The fact he arrived back from holiday in Spain only yesterday morning and then travelled overnight to be there for the start sums up his varied, busy life.
“Do I wish I could turn the clock back? No. I wouldn’t have my kids and a lovely wife, would I?” he smiles.
“In 1997, I was still living in Wolverhampton while playing for Worcester and went on holiday to Lloret de Mar with some lads, including Jason Guy, who does a lot of great work around Wolves. I first bumped into him in the club shop at Molineux when he was buying something for his sister and we hit it off straightaway.
“I met a lady on that holiday in Spain called Collette, who is from Suffolk but was living in Liverpool. We got together and are now married, working together and living in East Anglia in a place called Framlingham, 20 miles out from Ipswich into the countryside. It’s very much in the sticks. The singer, Ed Sheeran, is from here.
“I moved over there in 2001, having been living back in Liverpool in the meantime, and had had one daughter since 1993 – don’t ask me how she became a Villa supporter! I also have a lad who turned 16 this month and girls aged 13 and ten.
“I run a cleaning business with Collette. We concentrate on household mainly and have been in that for four years since I did security work and some gardening. Neither of us drives, so we get around by bus.
“Apart from Wolves, my best times in football were probably at Worcester, where I was joint top scorer one season. I was always looking to get back into the League and had trials at Shrewsbury. There were loads of letters as well but there comes a time when you have to accept it isn’t going to happen and move on.

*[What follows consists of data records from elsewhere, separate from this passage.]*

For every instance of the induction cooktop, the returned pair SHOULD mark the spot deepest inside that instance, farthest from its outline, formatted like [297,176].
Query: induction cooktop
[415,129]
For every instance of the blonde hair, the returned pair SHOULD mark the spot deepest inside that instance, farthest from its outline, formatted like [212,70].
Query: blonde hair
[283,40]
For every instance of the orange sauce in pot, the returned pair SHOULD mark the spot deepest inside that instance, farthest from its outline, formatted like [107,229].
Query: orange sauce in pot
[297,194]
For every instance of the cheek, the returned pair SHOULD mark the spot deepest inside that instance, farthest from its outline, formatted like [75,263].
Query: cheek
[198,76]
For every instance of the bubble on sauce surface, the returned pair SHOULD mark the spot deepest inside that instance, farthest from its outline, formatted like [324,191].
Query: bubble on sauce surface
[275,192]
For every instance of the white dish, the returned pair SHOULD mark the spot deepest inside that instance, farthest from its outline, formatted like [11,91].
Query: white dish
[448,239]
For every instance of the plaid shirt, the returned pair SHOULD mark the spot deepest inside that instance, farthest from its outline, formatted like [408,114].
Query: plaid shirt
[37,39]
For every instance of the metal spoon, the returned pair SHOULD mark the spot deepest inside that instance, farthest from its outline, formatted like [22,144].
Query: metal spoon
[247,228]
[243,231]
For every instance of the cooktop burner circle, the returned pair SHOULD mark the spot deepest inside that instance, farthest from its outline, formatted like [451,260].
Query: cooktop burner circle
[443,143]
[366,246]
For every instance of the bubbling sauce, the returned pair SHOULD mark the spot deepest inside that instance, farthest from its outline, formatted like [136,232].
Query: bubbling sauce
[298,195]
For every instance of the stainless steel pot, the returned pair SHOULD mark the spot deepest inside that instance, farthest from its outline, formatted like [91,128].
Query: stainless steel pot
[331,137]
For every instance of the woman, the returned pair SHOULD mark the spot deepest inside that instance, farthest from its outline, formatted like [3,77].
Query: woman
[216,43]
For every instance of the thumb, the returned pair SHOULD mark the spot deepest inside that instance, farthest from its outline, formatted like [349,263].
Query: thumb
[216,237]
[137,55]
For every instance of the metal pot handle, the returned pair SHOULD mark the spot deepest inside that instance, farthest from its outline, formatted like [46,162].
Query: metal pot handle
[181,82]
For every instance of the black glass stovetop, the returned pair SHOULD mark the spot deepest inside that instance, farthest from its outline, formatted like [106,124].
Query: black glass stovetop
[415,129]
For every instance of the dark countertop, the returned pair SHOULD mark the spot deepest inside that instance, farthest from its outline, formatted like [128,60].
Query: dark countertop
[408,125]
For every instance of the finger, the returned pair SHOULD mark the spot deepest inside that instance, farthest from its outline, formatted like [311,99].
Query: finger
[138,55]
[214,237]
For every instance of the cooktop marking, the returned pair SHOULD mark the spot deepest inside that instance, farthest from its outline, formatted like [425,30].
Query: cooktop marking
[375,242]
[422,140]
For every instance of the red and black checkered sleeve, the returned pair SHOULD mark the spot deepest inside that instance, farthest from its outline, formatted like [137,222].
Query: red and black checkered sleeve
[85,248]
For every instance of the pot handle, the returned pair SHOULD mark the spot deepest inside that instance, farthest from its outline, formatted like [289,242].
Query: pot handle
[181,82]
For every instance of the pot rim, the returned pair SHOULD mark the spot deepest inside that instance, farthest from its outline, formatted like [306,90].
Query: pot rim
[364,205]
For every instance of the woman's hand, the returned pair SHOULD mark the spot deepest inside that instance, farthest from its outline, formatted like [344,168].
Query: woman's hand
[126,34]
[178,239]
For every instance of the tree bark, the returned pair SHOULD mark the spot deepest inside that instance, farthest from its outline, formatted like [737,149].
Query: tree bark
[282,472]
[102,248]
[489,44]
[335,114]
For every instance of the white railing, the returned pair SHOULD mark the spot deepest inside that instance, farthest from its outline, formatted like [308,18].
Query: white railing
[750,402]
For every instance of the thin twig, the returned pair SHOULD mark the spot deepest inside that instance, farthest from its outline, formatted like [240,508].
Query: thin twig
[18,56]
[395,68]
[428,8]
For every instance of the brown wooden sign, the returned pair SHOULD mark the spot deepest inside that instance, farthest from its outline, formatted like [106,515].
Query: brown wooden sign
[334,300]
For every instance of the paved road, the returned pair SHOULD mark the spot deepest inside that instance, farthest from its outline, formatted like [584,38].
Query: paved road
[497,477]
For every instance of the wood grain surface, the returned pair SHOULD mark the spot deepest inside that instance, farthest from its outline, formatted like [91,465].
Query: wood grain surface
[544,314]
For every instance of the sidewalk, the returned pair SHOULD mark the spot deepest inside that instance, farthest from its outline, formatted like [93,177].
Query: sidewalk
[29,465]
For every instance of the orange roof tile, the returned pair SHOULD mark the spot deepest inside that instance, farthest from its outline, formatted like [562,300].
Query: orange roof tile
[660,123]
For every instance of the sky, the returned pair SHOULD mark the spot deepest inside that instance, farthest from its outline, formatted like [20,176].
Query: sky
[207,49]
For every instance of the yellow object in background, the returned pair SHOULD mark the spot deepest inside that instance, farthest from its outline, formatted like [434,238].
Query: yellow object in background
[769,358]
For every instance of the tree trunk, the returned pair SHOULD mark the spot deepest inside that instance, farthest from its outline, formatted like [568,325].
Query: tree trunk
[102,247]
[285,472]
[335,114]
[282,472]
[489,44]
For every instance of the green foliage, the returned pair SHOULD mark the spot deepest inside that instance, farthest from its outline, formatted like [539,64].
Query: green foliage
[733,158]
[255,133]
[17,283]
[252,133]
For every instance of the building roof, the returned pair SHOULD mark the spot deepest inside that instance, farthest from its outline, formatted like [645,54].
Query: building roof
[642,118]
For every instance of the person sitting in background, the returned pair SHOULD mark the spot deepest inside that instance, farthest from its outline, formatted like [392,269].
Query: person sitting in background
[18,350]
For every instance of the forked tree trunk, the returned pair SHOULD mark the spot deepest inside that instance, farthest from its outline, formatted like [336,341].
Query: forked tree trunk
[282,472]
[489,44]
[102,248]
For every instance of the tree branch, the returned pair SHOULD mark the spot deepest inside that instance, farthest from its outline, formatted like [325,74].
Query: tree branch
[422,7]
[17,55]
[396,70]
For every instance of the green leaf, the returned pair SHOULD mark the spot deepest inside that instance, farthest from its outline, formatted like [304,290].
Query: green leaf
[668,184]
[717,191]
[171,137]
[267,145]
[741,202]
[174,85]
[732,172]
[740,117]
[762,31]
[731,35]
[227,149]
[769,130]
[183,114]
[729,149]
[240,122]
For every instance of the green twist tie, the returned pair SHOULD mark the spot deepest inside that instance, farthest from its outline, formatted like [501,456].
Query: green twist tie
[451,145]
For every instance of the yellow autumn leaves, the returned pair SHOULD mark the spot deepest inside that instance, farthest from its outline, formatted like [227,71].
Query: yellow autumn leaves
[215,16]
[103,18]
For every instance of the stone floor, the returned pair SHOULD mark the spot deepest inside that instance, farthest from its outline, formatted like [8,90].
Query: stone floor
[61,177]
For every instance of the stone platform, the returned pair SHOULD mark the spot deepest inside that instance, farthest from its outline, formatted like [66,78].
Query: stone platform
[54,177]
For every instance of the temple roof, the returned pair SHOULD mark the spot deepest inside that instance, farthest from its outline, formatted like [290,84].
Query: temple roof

“I don’t have any regrets other than just wishing I could have been at Wolves a bit longer to prove to people that what I had learned from Bully and Mutchy.
“People asked me whether I hated having them blocking my way but I didn’t. I learned so much from them. But it obviously makes it that much harder to break through when you have someone above you scoring so many goals in the first team.
“Bully said he thought I would follow him one day but their time together went on for seven or eight years. When I look back and see the goals they scored, there’s no way I can blame myself too much. They are both in the club’s Hall of Fame after all. And I did play 24 games for Wolves. I’m proud of that.
“What I am doing now with the Wolves All Stars is fantastic fun and that has given me the chance to get back in close touch with my great friend Jason Guy, who is like a brother to me, and Mel Eves.
“Having been out with Jason a few times after we first met, we lost contact but got in touch again through Twitter and charity projects. Now, raising money for some wonderful causes is a good incentive to keep playing and to team up with the likes of Jody Craddock, Mark Clyde and two lads I was at Wolves with, Darren Simkin and the midfielder Paul Jones.”